The Black Keys – ‘Let’s Rock’ review

The beloved blues rock kings return, after five years away, with a record whose spontaneous energy can't mask its undercooked sound and lack of impact

It’s been five years since blues-rock muso duo The Black Keys last graced us with their presence, taking a long break to deal with injuries and PTSD, both sustained on tour. Their last album – 2014’s ‘Turn Blue’ – had secured their place as arena headliners after their Danger Mouse-produced ‘El Camino’ first put them there in 2011. The latter was full of thrusting, urgent blues-rock – the kind that, despite being rooted in the past, sounds fresh and electrifying. Its successor tried to mix things up a little, muddling psych flashes into the pair’s winning formula, but the results were average at best.

READ MORE: The Black Keys on the PTSD, injury and tension that led to their long break

Revivified and refreshed from such a long time off from their day jobs – both Dan Auerbach and Patrick Carney worked with many other artists in the interim – you might expect new LP ‘Let’s Rock’ to take them back to the days when they were kings of the garage-rock castle. And yet while there are a few redeeming moments, their reunion doesn’t sound remotely close to the work of two musicians reclaiming their best years.
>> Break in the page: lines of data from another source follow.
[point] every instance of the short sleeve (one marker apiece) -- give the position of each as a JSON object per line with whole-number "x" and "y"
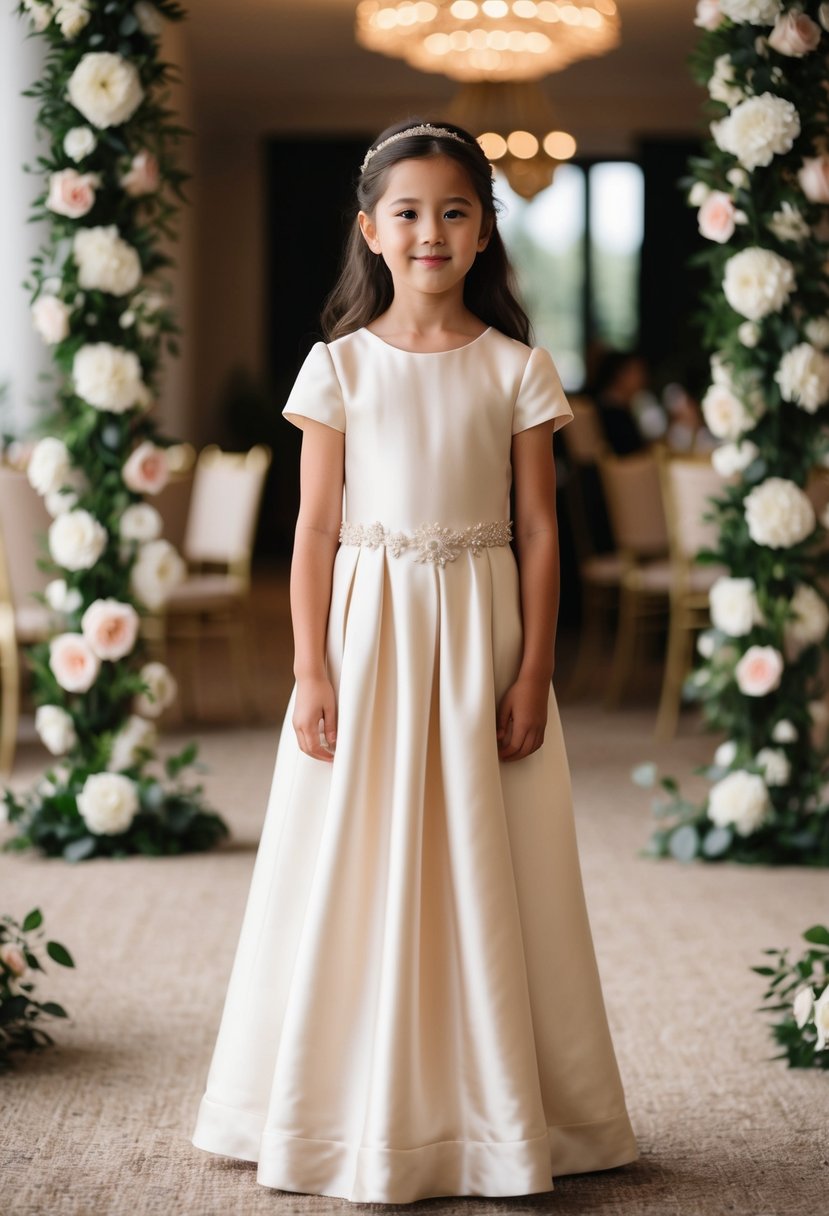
{"x": 316, "y": 393}
{"x": 540, "y": 397}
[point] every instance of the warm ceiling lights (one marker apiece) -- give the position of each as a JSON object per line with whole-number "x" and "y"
{"x": 489, "y": 39}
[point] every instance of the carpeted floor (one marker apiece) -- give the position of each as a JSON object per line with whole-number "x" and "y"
{"x": 101, "y": 1124}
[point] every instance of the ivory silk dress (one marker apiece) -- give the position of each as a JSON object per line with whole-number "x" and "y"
{"x": 415, "y": 1007}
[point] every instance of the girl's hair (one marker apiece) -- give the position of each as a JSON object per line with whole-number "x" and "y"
{"x": 365, "y": 288}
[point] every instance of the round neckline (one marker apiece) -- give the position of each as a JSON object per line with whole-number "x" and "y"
{"x": 450, "y": 352}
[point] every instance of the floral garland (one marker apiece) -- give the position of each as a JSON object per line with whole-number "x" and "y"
{"x": 762, "y": 189}
{"x": 20, "y": 1012}
{"x": 800, "y": 992}
{"x": 100, "y": 305}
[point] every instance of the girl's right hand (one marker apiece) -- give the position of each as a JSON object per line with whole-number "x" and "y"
{"x": 315, "y": 714}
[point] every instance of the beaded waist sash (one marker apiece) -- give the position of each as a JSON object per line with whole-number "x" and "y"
{"x": 430, "y": 542}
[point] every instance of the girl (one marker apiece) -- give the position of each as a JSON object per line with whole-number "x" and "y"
{"x": 415, "y": 1007}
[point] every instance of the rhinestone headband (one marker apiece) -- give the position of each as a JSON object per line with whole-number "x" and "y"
{"x": 423, "y": 129}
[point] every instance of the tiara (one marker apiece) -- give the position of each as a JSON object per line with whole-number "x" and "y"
{"x": 423, "y": 129}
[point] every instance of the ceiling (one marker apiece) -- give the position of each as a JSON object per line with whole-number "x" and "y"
{"x": 293, "y": 65}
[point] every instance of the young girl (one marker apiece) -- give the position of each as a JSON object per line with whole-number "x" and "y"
{"x": 415, "y": 1007}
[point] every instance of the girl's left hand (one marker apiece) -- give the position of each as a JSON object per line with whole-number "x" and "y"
{"x": 522, "y": 719}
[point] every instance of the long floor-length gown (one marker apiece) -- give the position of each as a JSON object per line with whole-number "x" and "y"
{"x": 415, "y": 1007}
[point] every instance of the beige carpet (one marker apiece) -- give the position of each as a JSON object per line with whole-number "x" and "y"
{"x": 101, "y": 1124}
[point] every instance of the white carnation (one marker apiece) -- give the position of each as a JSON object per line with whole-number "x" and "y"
{"x": 751, "y": 12}
{"x": 77, "y": 540}
{"x": 739, "y": 800}
{"x": 106, "y": 263}
{"x": 778, "y": 513}
{"x": 49, "y": 465}
{"x": 734, "y": 606}
{"x": 107, "y": 377}
{"x": 56, "y": 728}
{"x": 774, "y": 765}
{"x": 804, "y": 377}
{"x": 106, "y": 89}
{"x": 731, "y": 459}
{"x": 108, "y": 803}
{"x": 757, "y": 129}
{"x": 757, "y": 282}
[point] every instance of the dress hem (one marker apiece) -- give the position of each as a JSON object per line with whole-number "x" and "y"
{"x": 373, "y": 1174}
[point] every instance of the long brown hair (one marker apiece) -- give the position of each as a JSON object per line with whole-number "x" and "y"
{"x": 365, "y": 288}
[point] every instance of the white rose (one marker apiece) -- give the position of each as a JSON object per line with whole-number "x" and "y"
{"x": 77, "y": 540}
{"x": 140, "y": 522}
{"x": 802, "y": 1007}
{"x": 726, "y": 754}
{"x": 776, "y": 766}
{"x": 106, "y": 89}
{"x": 734, "y": 606}
{"x": 726, "y": 416}
{"x": 759, "y": 671}
{"x": 778, "y": 513}
{"x": 757, "y": 129}
{"x": 821, "y": 1015}
{"x": 107, "y": 377}
{"x": 161, "y": 692}
{"x": 788, "y": 224}
{"x": 148, "y": 18}
{"x": 78, "y": 142}
{"x": 49, "y": 465}
{"x": 62, "y": 598}
{"x": 158, "y": 569}
{"x": 72, "y": 662}
{"x": 757, "y": 282}
{"x": 810, "y": 620}
{"x": 51, "y": 319}
{"x": 731, "y": 459}
{"x": 740, "y": 800}
{"x": 751, "y": 12}
{"x": 111, "y": 628}
{"x": 794, "y": 34}
{"x": 136, "y": 735}
{"x": 105, "y": 262}
{"x": 804, "y": 377}
{"x": 56, "y": 728}
{"x": 108, "y": 803}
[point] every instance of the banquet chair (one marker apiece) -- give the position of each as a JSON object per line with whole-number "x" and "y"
{"x": 637, "y": 521}
{"x": 688, "y": 483}
{"x": 214, "y": 600}
{"x": 23, "y": 620}
{"x": 599, "y": 574}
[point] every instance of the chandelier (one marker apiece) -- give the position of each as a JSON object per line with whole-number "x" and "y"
{"x": 489, "y": 39}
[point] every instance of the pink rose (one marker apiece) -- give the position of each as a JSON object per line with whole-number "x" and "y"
{"x": 13, "y": 958}
{"x": 73, "y": 662}
{"x": 813, "y": 178}
{"x": 759, "y": 671}
{"x": 708, "y": 15}
{"x": 147, "y": 469}
{"x": 794, "y": 34}
{"x": 716, "y": 217}
{"x": 142, "y": 176}
{"x": 71, "y": 192}
{"x": 111, "y": 628}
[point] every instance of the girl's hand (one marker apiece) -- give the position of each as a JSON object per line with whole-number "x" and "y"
{"x": 522, "y": 718}
{"x": 315, "y": 713}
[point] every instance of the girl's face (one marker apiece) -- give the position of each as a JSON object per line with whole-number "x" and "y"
{"x": 428, "y": 225}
According to Auerbach, ‘Let’s Rock’ was written “spontaneously”, with overthinking banned from the studio. As a result, it’s a pretty lively listen, zipping through its tracks without the drudgery that musical density or unnecessary flamboyant embellishments can bring. But it also doesn’t inspire much in the way of excitement or leave a lasting impression as it does so, rendering it largely pointless and forgettable.

The best bits come unexpectedly, tucked between less enthralling moments. ‘Get Yourself Together’, which lightly spurs a country tinged dance party, thumbs tucked in belt loops and heels clicking through a piece of infectious, twanging rock. Its neighbour ‘Sit Around And Miss You’ sounds like Auerbach and Carney have been imbibing a lot of early Beatles while longing for the subject of the song and decided to make a homage, while ‘Lo/Hi’ is the closest the Keys come to dangerous. A buzzing, strutting guitar line cuts through the track like a predator menacingly stalking its prey in the dark of night.

But the rest of the album doesn’t match up. ‘Walk Across The Water’ seems intended to be an ultra-romantic ode of the most devoted kind. Auerbach promises he’d “walk across the water for you”, like a hybrid of Romeo and Jesus, but minus the salvation – and if the former was created by The Notebook writer Nicholas Sparks instead of the good bard. It’s schmaltzy and bland, and unlikely to ignite anyone’s fire. On ‘Tell Me Lies’, presumably meant to be the record’s biggest seducer, he purrs, “Burn baby burn”, but sounds like he couldn’t burst into flames if he ran through a bonfire wrapped in petrol-soaked cotton like a human Molotov cocktail. ‘Go’, meanwhile, employs the sounds that made them famous – catchy “Ohh”s, polished rock’n’roll riffs – but ends up sounding like generic indie one hit wonders from the early noughties.

Overthinking might be the enemy of rock’n’rollers everywhere, turning their instinctive licks into convoluted nightmares. But, in the case of ‘Let’s Rock’, a little more time fleshing things out from fine to thunderous could have made a world of difference.